1) Why do we need to partition the hard disk before using it? Why do we really do it?
Multiple partitions are used for various reasons:
Disk space reservation: partitions are fixed-size; if you accidentally fill up /home to the brim and it's a separate partition, it will not affect the '/' partition and the OS will still have space for itself.
Ability to use different filesystems: e.g. you can use traditional ext4 for '/' but something fancy for '/var' or '/home'.
Usually the firmware and/or the bootloader only understand a very limited set of filesystems – e.g. UEFI machines only understand FAT32, but you certainly don't want to make the entire disk FAT32, so you have a small FAT32 partition with just the EFI-related files in it. Same goes for BIOS systems; many bootloaders only understand simple things like ext2 and wouldn't be able to load the kernel from zfs or btrfs.
Ability to have multiple operating systems on a single disk.
Taking advantage of the disk's physical properties, as described in more detail later.
Why partition a disk when you only want to have one partition? Well, that's not technically required for the disk to work, but it's usually done for consistency. When you already have a partition table and everything, going from 1 partition to multiple (or back) is easy. But if the entire disk is unpartitioned and simply mkfs'd, trying to partition it later can be very troublesome.

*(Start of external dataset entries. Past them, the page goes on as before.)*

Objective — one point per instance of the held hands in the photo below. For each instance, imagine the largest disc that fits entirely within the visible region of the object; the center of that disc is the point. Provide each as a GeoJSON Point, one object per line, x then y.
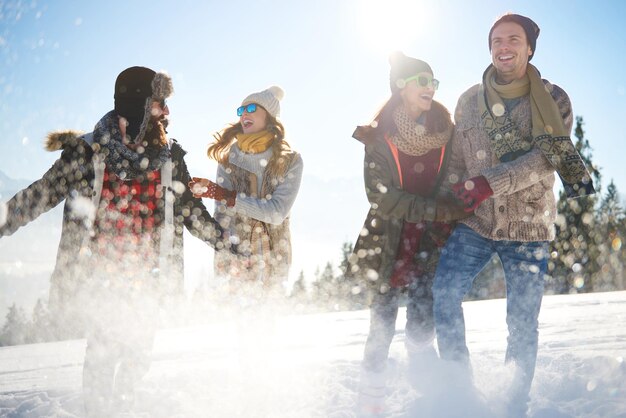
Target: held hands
{"type": "Point", "coordinates": [472, 192]}
{"type": "Point", "coordinates": [201, 187]}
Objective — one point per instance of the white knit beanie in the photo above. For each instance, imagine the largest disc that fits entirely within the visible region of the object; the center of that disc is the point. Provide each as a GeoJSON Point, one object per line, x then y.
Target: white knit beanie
{"type": "Point", "coordinates": [268, 98]}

On BIOS/MBR systems, having a partition table also generally has the side effect that there's some unused space between the table and the 1st partition. Historically, the GRUB bootloader installed itself into that space. It's not really neat, but... that's what GRUB expects to be able to do on MBR disks. (Fortunately it no longer does the same on GPT disks, taking a regular partition instead.)
I'm doing this by providing the number of partitions as 1
That's not the total partition count; that's the ordinal number of the partition you're creating. The total doesn't need to be specified upfront.

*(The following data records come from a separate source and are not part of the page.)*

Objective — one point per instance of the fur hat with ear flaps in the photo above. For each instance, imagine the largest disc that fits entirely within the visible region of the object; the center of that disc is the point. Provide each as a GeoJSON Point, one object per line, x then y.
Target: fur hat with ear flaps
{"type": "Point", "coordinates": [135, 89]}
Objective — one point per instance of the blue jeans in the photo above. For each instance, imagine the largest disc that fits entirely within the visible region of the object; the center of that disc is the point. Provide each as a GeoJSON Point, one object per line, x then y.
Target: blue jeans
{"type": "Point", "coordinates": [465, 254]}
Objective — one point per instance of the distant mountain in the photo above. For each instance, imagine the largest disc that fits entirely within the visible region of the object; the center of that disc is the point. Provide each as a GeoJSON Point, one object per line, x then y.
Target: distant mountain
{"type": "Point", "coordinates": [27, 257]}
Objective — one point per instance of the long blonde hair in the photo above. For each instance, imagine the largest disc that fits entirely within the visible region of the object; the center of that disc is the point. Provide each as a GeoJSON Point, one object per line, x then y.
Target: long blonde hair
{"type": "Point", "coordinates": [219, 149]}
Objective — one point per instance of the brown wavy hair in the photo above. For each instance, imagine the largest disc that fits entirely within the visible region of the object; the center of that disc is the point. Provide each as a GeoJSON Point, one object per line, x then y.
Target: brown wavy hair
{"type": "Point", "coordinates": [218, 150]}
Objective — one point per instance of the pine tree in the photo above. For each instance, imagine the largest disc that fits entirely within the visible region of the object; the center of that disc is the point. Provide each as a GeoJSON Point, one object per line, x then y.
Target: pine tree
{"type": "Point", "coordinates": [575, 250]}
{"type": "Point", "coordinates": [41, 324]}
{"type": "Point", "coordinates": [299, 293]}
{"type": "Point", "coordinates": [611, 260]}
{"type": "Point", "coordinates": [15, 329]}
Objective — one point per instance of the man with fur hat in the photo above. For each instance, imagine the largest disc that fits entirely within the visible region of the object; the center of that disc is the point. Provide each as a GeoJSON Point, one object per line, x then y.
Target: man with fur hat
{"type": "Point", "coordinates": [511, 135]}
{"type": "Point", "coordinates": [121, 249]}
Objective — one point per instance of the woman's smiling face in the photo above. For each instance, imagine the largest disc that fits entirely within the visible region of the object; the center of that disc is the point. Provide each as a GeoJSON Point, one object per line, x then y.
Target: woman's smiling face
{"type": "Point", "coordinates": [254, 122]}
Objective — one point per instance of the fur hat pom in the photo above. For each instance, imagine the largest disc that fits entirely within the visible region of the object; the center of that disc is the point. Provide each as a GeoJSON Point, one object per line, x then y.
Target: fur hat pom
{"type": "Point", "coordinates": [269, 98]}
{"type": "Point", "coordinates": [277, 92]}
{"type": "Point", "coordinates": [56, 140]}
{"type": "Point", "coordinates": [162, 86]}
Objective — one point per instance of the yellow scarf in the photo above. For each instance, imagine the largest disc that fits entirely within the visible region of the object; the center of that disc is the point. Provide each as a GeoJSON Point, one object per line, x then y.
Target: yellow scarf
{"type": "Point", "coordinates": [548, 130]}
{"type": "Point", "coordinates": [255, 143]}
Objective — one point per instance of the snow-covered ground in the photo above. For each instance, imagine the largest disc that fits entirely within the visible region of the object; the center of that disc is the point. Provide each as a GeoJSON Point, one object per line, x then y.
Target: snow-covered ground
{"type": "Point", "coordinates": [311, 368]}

I could see the significant difference in I/O time taken between my primary (which has five partitions in it as sda1, sda2 .. sda5) and secondary partition (which has only one partition sdb1) in it.
Do you mean primary and secondary disks? sda
and sdb
represent disks, not partitions. (And partitions having their own partitions won't make much sense.)

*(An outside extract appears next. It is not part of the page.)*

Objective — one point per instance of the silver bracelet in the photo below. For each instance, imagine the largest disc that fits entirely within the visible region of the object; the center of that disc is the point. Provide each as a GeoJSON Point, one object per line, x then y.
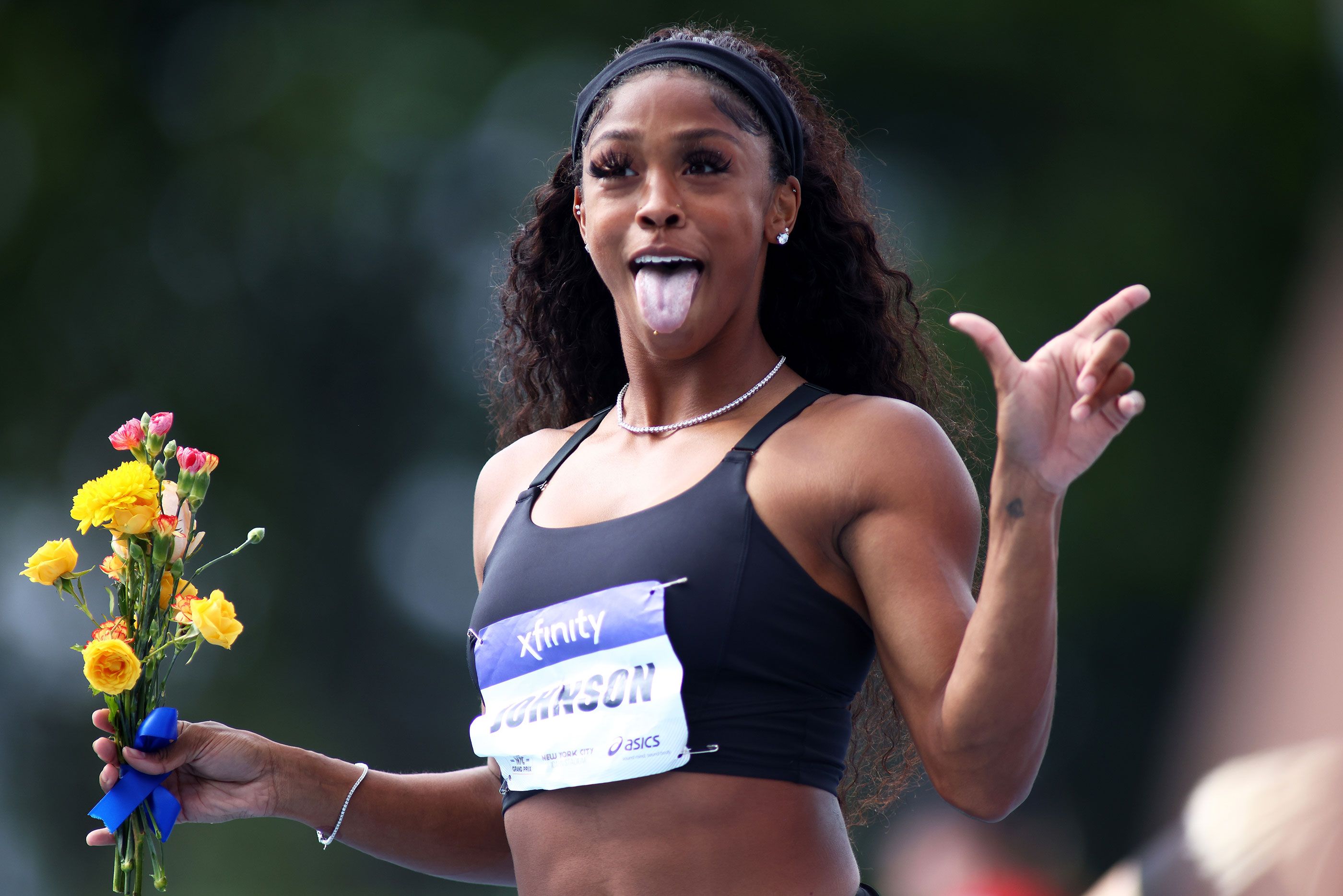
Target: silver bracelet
{"type": "Point", "coordinates": [327, 841]}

Most of it is likely caused by the disks themselves being physically different. Check what models they are, etc.. For example, a 7200rpm disk will be faster than a 5400rpm disk of the same age, and a modern 5400rpm disk will still be faster than a 15-year-old 5400rpm disk due to increased data density, and a "healthy" disk will be faster than a disk with many reallocated bad sectors due to the latter needing to make many detours when reading data. I'd expect a SATA/AHCI-connected disk to work faster than an IDE-connected disk as well.
But...
2) Will the number of partitions impact the I/O speed?
The number of partitions, by itself, will not. Neither will the partition type ("primary" vs "secondary" is just a hack to get around limitations in the old MBR partitioning format, it doesn't affect the working of a partition itself).
But as you've noticed, areas closer to the "beginning" of the disk work faster than areas near the "end" of the disk, because they tend to physically correspond to the outer and inner areas of the actual spinning disk.
So when you have one large partition across the entire disk, the OS will distribute files more or less evenly throughout the physical disk area; some of them will be in the 'fast' end, some in the 'slow' end. But when you have several small partitions, the 1st partition (first by starting sector, not by list position) will get all the benefits.